In other Hurricane news, eight of them — Marigold, Maddie Minetree, Lilah Minetree, Carly Drew, Teague Costello, Alex Astilean, Georgie Bogetti, and Thomas Brierley — are putting in extra hours of training in the Y’s pool from 5:30 to 6:30 a.m. Tuesdays and Thursdays. When the varsity girls season is over, they’ll add fitness training as well, from 4 to 5 on Mondays and Wednesdays at Alex Astilean Sr.’s Speedfit Studio on Newtown Lane in East Hampton.
Ruggers Win Again
The Montauk Rugby Club improved its Met Union Division II record to 6-0 and thus clinched a Northeast region playoff spot this past Saturday, trouncing Bayonne, N.J., 43-17 in an away game.

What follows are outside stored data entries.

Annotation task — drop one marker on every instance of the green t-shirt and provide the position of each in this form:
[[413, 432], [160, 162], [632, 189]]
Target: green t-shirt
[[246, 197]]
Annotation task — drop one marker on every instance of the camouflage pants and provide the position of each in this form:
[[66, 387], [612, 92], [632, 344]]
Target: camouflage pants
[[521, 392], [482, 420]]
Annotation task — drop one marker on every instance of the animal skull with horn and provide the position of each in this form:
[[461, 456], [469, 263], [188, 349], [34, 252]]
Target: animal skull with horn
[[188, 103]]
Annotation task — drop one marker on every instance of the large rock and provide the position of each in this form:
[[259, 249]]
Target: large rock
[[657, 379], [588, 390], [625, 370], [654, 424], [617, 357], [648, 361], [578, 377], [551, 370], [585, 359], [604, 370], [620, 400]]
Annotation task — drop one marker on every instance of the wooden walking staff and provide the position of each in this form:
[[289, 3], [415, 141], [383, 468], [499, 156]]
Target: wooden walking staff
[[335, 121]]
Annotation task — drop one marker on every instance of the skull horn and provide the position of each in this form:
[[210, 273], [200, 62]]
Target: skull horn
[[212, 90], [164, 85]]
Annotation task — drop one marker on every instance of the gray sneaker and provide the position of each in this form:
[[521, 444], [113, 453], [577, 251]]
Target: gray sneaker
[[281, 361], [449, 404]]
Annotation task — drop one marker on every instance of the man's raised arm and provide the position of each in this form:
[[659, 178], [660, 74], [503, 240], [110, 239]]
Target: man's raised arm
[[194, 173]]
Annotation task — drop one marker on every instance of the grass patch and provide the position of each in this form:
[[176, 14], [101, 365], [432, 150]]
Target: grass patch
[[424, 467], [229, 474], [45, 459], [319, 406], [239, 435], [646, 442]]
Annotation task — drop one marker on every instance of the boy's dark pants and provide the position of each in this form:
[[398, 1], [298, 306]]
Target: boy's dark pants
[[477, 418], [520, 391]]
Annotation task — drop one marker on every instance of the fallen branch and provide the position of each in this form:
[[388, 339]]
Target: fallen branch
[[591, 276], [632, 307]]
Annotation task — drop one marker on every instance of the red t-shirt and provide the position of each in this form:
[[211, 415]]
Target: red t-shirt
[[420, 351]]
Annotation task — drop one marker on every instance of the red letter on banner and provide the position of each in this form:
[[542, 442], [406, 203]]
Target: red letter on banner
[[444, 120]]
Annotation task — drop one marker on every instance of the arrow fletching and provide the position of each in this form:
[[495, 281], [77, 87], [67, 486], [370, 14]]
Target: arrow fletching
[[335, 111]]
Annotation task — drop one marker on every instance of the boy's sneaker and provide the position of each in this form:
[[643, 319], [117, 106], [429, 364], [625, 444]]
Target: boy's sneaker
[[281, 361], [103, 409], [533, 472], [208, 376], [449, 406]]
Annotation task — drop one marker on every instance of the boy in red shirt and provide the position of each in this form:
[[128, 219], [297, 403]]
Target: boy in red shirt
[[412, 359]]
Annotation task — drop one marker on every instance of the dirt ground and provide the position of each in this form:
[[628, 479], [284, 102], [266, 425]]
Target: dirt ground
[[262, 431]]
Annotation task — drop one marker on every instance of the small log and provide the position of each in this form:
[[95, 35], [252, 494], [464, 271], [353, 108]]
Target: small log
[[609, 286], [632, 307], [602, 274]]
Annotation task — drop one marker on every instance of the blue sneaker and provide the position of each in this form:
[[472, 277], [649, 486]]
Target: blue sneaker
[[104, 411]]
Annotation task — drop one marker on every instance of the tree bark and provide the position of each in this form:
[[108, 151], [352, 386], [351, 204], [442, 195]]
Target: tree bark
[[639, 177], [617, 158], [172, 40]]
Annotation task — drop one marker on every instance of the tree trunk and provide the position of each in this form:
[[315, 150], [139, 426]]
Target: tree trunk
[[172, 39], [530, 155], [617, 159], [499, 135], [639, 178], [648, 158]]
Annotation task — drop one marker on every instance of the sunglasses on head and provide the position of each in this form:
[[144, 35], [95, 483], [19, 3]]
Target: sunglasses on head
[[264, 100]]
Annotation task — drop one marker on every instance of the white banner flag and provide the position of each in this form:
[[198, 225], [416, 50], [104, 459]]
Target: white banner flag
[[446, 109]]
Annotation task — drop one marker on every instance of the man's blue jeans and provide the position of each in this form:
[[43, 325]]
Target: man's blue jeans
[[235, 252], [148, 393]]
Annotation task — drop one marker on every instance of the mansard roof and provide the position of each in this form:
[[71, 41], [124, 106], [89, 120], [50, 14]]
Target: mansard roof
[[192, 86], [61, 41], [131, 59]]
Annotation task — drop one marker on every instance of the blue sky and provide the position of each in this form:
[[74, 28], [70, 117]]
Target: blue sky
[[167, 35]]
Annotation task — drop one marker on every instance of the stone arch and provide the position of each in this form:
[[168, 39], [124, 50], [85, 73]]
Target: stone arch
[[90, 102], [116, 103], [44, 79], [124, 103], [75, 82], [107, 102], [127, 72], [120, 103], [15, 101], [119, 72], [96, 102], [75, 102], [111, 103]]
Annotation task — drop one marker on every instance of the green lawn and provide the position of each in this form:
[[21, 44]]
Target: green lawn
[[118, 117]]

Charlie Collins reported that “Bayonne was arguably the toughest and most skilled team the Sharks have faced this season. . . . Led by the inspired play of our forwards, especially Mike Bunce and Jarrel Walker, we took the lead in the second half and never looked back.”
Those scoring tries for Montauk were Bunce (two), Gordon Trotter, Ricardo Salmeron, Hamish Cuthbertson, Nick Finazzo (a recent returnee), and Connor Miller. Trotter, the New Zealand-born fly half, made good on four of seven conversion kicks.
This Saturday, the Sharks are to play at 3-3 Rockaway, a side that’s moved up from Division III owing to its 6-1 record in 2010. The Sharks can clinch the division title with a win.
Beyond Football
The East Hampton High School football team’s players will wear purple shoelaces and their coaches will wear purple shirts in the season finale here this Saturday with Miller Place as a way of calling attention to the Retreat and its efforts to prevent domestic violence and to protect the victims of it.
Bill Barbour, East Hampton’s head coach, has said that “the program is proud to team up with the Retreat to help raise awareness of this ever-present problem. . . . It is yet another way in which we can teach our players what it means to be a real man.”
Suffolk County Legislator Jay Schneiderman is to speak “on the importance of students participating in ending the cycle of domestic violence” at halftime.
In related news, the East Hampton-Springs junior high football team, at the instance of Burke Gonzalez, a defensive tackle and offensive guard, has been wearing pink socks in its games this season. The Springs School eighth grader said the money the players paid for the socks is to be donated to the Katy Stewart memorial scholarship fund.